1. ## investor

An investor has $10000 to invest in 3 types of bonds: short-term, intermediate-term and long-bond term. Short term bonds pay 4% annually, intermediate term bonds pay 6%, and long terms bonds pay 8%. The investor wishes to have a total annual return of$6700 on her investment, with equal amounts invested in intermediate and long term bonds. How much should she invest in each type?

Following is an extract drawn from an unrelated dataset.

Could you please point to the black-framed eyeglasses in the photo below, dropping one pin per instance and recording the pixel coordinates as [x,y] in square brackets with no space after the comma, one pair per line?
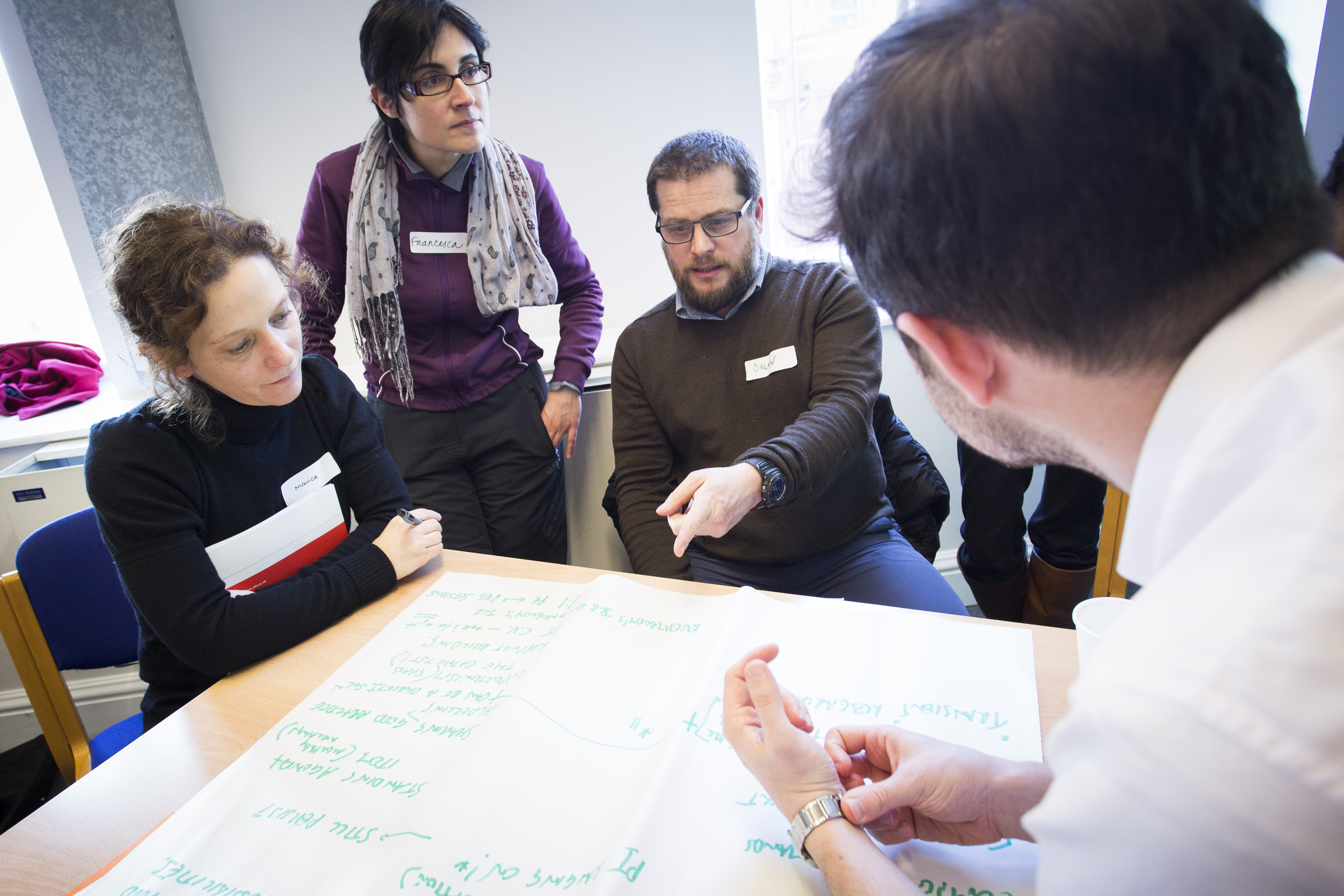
[720,225]
[435,85]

2. Originally Posted by aeroflix
An investor has $10000 to invest in 3 types of bonds: short-term, intermediate-term and long-bond term. Short term bonds pay 4% annually, intermediate term bonds pay 6%, and long terms bonds pay 8%. The investor wishes to have a total annual return of$6700 on her investment, with equal amounts invested in intermediate and long term bonds. How much should she invest in each type?
Start by naming your variables: Let x bet the amount of money invested in short term bonds, y the amount of money invested in intermediate term bonds, z the amount of money invested in long term bonds.

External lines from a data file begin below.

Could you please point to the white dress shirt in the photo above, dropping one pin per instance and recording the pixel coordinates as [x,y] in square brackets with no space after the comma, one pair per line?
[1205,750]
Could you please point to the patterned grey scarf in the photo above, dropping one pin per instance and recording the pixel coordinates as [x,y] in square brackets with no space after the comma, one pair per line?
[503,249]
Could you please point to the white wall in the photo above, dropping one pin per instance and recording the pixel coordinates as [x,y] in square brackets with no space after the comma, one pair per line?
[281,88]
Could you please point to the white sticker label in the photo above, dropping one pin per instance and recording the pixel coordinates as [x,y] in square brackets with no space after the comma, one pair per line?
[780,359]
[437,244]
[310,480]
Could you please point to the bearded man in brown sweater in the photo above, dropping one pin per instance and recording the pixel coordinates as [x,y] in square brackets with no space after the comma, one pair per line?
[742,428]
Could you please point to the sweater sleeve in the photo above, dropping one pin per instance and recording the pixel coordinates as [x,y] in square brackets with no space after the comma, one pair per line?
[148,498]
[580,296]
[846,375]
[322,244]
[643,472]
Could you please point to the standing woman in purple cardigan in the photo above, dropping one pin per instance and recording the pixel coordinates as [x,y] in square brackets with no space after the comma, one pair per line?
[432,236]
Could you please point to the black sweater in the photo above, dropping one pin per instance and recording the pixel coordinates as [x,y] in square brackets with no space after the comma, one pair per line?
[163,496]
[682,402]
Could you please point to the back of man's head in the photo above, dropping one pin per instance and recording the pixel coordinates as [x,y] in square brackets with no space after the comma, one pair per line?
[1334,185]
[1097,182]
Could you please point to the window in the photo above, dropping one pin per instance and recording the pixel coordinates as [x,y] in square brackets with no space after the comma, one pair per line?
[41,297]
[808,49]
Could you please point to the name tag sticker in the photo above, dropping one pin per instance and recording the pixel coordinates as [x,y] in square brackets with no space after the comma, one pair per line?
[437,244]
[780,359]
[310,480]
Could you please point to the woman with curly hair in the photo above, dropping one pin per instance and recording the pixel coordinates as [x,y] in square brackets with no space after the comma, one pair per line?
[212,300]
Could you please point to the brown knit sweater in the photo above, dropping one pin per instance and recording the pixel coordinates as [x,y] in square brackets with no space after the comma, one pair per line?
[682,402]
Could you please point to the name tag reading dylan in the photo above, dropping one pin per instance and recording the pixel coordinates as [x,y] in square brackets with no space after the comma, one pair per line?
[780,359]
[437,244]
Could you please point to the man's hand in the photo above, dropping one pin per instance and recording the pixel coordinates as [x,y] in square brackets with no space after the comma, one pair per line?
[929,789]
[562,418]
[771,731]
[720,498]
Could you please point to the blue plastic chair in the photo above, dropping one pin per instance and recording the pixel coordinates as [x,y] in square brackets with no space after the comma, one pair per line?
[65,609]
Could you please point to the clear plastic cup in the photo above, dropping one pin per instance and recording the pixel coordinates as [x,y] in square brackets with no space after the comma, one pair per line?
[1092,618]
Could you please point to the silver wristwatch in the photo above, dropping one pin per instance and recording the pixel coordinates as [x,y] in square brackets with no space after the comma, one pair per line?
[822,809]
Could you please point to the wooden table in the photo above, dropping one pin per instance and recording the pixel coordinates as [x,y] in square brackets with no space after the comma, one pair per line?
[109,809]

"An investor has \$10000 to invest":
x+ y+ z= 10000.

"The investor wishes to h ave a total annual return on her investment."
The return on any one amount is the amount invested times the percentage return: .04x, .06y, and .08z for each so the total is .04x+ .06y+ .08z=6700.

"with equal amounts invested in intermediate and long term bonds": y= z.

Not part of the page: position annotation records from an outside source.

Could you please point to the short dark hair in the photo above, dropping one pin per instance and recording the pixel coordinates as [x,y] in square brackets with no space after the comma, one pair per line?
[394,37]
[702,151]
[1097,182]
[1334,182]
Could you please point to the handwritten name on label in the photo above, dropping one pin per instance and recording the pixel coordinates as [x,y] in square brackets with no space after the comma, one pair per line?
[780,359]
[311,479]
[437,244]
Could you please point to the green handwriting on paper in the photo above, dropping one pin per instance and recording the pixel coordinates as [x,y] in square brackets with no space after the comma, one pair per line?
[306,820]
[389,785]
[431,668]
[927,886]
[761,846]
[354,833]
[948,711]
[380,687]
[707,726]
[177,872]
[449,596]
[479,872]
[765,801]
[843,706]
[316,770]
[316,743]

You have three equations in the three unknowns x, y, z:
x+ y+ z= 10000
.04x+ .06y+ .08z= 6700
y= z.

Since y= z, you can replace z by y in the first two equations:
x+ y+ y= x+ 2y= 10000
.04x+ .06y+ .08y= .04x+ .14y= 6700

From x+ 2y= 10000, you can get x= 10000- 2y and replace that in the last equation:
.04(10000- 2y)+ .14y= 6700.

Solve that equation for y and then work back to find x and z.

Don't forget to write your final answer as a complete sentence. You can't just say x= ..., y=..., z= ... because whoever gave you this problem doesn't know what "x", "y", and "z" mean.